The Band's Visit, a musical about a an Egyptian police orchestra booked for a concert in an Israeli town, but end up in the wrong town, took home the prize for the best new musical at Sunday's Tony Awards honoring Broadway performances
The stars of The Band's Visit - Katrina Lenk and Tony Shalhoub - won the top acting in a musical prizes.
Based on at 2007 Israeli film of the same name, The Band's Visit beat out Frozen, Mean Girls, and SpongeBob SquarePants.
Once On This Island won the best musical revival Tony.The 1990 calypso-infused musical triumphed over My Fair Lady and Carousel.
"(Let's) just bake a cake for everyone who wants a cake to be baked," Andrew Garfield said when he won a Tony Award for best leading actor in a play for his work in Angels In America, the revival of Tony Kushner's monumental drama about life, love, AIDS and homosexuality in the 1980s.
Garfield's remark was a reference to the recent Supreme Court decision in favor of a baker's right to refuse to bake a cake for a gay couple's wedding.
The awards show turned political once again when actor Robert De Niro came on stage to introduce a performance by special Tony winner Bruce Springsteen.
De Niro shouted an obscenity about the president of the United States and received a standing ovation. He said it again to more cheers. The CBS-TV censors bleeped out the obscenity for television viewers.
Harry Potter and the Cursed Child, Parts One and Two won prizes for best play, best director of a play, best sound design, best lighting design, best scenic design, and best costume design.
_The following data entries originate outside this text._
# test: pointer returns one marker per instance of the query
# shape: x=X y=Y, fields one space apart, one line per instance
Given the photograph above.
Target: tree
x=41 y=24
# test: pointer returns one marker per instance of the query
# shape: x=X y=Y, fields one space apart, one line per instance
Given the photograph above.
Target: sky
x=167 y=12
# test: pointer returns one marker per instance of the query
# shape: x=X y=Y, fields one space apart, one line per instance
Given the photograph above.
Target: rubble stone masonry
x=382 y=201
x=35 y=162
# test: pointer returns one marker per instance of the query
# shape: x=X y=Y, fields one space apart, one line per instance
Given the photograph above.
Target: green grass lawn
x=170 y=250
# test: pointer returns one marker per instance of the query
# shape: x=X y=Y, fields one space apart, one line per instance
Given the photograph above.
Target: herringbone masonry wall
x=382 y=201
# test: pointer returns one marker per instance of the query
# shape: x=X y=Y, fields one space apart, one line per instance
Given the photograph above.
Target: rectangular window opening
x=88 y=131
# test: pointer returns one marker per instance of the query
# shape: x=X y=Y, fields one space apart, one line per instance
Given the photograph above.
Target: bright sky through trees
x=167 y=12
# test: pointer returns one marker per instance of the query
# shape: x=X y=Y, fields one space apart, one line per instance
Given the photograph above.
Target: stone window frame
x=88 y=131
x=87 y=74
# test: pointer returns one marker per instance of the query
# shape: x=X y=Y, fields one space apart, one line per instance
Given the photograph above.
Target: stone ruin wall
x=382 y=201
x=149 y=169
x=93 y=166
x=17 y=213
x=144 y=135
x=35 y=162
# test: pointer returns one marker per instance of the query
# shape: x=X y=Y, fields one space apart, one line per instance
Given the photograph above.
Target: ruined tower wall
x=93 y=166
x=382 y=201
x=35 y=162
Broadway veteran Nathan Lane won the Tony Award for best featured actor in a play for his work in Angels in America.
Josh Groban and Sara Bareilles co-hosted for this year's awards ceremony.
Eighty-two year old British actress Glenda Jackson won her first Tony for her role in the revival of Edward Albee's Three Tall Women.
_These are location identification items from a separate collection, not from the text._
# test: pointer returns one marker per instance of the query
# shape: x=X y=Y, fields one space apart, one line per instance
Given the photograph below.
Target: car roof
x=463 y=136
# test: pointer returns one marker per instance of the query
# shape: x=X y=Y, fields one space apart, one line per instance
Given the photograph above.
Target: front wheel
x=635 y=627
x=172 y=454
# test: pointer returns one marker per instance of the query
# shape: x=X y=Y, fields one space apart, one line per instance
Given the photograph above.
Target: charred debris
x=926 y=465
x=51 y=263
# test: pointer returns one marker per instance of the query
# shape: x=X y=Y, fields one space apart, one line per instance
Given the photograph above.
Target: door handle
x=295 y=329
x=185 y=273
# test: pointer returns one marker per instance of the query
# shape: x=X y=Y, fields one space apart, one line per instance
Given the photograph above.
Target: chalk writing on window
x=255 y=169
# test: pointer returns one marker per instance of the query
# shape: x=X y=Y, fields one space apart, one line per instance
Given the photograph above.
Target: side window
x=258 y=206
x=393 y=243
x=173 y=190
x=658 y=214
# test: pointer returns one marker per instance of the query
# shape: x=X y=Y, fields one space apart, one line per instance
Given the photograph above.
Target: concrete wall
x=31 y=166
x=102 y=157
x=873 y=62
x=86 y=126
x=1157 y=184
Laurie Metcalf won best featured actress in a play for Three Tall Women. Metcalf won a Tony last year for A Doll's House, Part 2.
But in the midst of Broadway's magical night, one award was presented for outstanding off-Broadway work. The recipient was Melody Hertzfeld, the head of the drama department at Marjory Stoneman Douglas High School in Parkland, Florida.
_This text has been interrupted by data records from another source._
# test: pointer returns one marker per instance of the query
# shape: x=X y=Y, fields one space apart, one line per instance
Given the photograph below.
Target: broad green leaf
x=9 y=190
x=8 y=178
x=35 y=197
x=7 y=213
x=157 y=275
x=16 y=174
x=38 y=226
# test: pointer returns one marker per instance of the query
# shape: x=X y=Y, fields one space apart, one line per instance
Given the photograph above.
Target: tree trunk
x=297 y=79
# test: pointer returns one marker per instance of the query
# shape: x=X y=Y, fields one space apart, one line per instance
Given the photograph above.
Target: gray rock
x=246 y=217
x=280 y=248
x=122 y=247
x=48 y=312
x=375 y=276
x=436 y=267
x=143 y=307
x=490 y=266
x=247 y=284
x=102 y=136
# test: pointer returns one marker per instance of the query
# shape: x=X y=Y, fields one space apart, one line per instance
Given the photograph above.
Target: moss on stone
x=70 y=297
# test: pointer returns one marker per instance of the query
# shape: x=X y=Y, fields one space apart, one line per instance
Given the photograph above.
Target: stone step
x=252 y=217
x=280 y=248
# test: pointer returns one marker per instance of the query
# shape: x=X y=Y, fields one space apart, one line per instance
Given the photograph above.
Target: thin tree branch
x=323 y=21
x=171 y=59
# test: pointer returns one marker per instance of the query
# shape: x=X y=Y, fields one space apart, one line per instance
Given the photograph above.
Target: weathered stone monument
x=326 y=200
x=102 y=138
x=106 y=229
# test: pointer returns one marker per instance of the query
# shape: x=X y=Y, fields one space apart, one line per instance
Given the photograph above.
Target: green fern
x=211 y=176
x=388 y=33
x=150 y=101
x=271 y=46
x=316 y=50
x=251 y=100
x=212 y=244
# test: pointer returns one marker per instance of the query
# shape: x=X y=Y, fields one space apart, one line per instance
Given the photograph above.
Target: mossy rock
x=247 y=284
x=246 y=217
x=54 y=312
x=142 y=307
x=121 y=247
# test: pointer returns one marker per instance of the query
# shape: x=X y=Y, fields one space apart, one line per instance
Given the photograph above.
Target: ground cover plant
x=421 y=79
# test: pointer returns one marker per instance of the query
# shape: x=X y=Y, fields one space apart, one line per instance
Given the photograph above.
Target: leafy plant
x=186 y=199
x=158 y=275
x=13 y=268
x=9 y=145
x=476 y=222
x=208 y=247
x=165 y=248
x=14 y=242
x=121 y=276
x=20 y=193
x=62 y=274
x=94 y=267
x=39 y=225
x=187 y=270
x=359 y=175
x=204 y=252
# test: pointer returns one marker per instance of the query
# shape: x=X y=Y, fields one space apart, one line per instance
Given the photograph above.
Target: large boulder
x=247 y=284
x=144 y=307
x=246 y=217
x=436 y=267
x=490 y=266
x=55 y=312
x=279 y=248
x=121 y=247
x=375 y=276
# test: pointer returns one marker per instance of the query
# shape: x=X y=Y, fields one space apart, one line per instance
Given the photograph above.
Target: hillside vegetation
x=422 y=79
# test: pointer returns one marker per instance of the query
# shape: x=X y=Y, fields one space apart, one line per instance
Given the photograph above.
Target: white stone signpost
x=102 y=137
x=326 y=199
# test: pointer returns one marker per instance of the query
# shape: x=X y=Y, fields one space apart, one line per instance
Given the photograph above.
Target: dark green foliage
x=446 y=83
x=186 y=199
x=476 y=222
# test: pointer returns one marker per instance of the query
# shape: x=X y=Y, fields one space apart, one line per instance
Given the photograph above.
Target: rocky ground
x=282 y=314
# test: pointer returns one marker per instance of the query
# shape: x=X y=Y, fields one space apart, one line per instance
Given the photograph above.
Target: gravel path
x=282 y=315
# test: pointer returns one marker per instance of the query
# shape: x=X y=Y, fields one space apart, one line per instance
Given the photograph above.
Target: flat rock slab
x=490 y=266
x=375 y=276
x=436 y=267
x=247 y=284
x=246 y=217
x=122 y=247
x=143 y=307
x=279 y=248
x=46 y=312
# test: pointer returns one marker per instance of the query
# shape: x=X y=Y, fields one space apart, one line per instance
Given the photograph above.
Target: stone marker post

The drama teacher was recognized for saving dozens of children from the deadly mass shooting at the school that claimed 17 lives. She is credited for saving more than 65 students by guiding them to safety and keeping them out of harm's way for more than two hours.
She received the 2018 Excellence in Theatrical Education award, which honors an educator "who has demonstrated monumental impact on the lives of students." It comes with a $10,000 prize for the winner's theater program.